The transformation of the world into picture is thus equivalent to its anthropologization. The life of man, qua subiectum, becomes the assumed reference point for everything. The ultimate effect is to extend Kant’s “Copernican Revolution” to all spheres. It is just such an extension that Heidegger depicts at the outset of his essay: art moves in the purview of aesthetics, and is considered as the object of subjective experience or as an “expression” of human life; similarly, the relation to the divine is transformed into “religious experience.”77 Thus, according to Heidegger’s interpretation, the loss of metaphysical comfort arising from the demise of a teleological, anthropocentric world order is more than compensated for by modernity’s relentless anthropologism—its reduction of the world to “experience.”

The transformation of the world into picture is also inseparable from the conquest of the world. The imperialism of the subject leads Heidegger to declare that “the fundamental event of the modern age is the conquest of the world as picture.”78 The world picture is “the creature of man’s producing which represents and sets before”; which calculates, plans, and molds all things; and which “secures, organizes, and articulates itself” as world view.79 The productionist interpretation of Being installed by the Platonic eidos comes full circle as the eidos, qua world view, is made a creature of the productivity of life. “To be” still means “to be produced,” but to be produced by the animal species mankind in accordance with the ranking of needs and appetites systematized in world views. Thereby, reality is fully instrumentalized; metaphysics comes to culmination in the technological remaking of the world.

Technology as a Mode of Revealing: The “Brink of a Precipitous Fall”

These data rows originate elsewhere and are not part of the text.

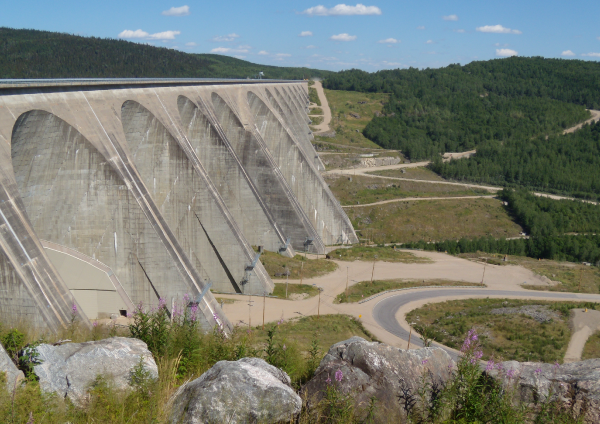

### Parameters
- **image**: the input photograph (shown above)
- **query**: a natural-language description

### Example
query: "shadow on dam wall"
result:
[0,80,357,331]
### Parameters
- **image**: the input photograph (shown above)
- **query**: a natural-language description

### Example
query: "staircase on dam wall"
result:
[0,79,357,331]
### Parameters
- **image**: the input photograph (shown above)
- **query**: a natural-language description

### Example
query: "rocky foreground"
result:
[0,337,600,424]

The essay “The Age of the Word Picture” traces the process by which Kantian schematization is taken off the drawing board, so to speak, and put to work. The result is an instrumentalized reality approximating the “totality of equipmental relations” described in Heidegger’s Being and Time.80 Yet this instrumentalist mode of revealing, in which human positing and “setting before” create the illusion of mastery, is rapidly subsumed by a different, more comprehensive ordering, the “enframing” (Gestell) of technology. For Heidegger, the advent of the technological world signals the culmination of the metaphysical project of grasping and securing all that is; but it also signals the “death of the subject” insofar as it marks the transformation of anthropocentric instrumentalism into a “framing” that attacks or “challenges” humanity itself. With the advent of the technological world-ordering, “self-assertive man,” the initiator of the modern project, becomes “the functionary of technology,” the creature of an “ordering revealing.”81

It is the irony of the modern project—the fact that self-assertion drives humanity to “regulate and secure” itself—that forms the underlying theme of “The Question Concerning Technology” (1954).82 Heidegger’s explicit purpose in this essay is twofold. First, he wants to disabuse us of the current “correct” (instrumental and anthropocentic) conception of technology. Technology, he argues in the first half of the essay, is something quite different from a means, or an instrument. Second, Heidegger wants to show how an unbounded instrumentalism outstrips itself, creating a world in which the means/end category is no longer meaningful. The new reality is more accurately characterized by the “inclusive rubric” of “standing reserve.”83 In the technological framing of the world, Heidegger argues, everything that is comes to presence as essentially raw material. Humanity is not exempt from this framing; indeed, “The Question Concerning Technology” seeks to illuminate how technological revealing threatens humanity with a loss or dis-essencing of its disclosive capacity. According to Heidegger, the attempt to ground and solidify the place of humanity amidst that which is (the metaphysical project) leads, in its technological form, to the “brink of a precipitous fall”84—to the “fixing” of man as laboring animal.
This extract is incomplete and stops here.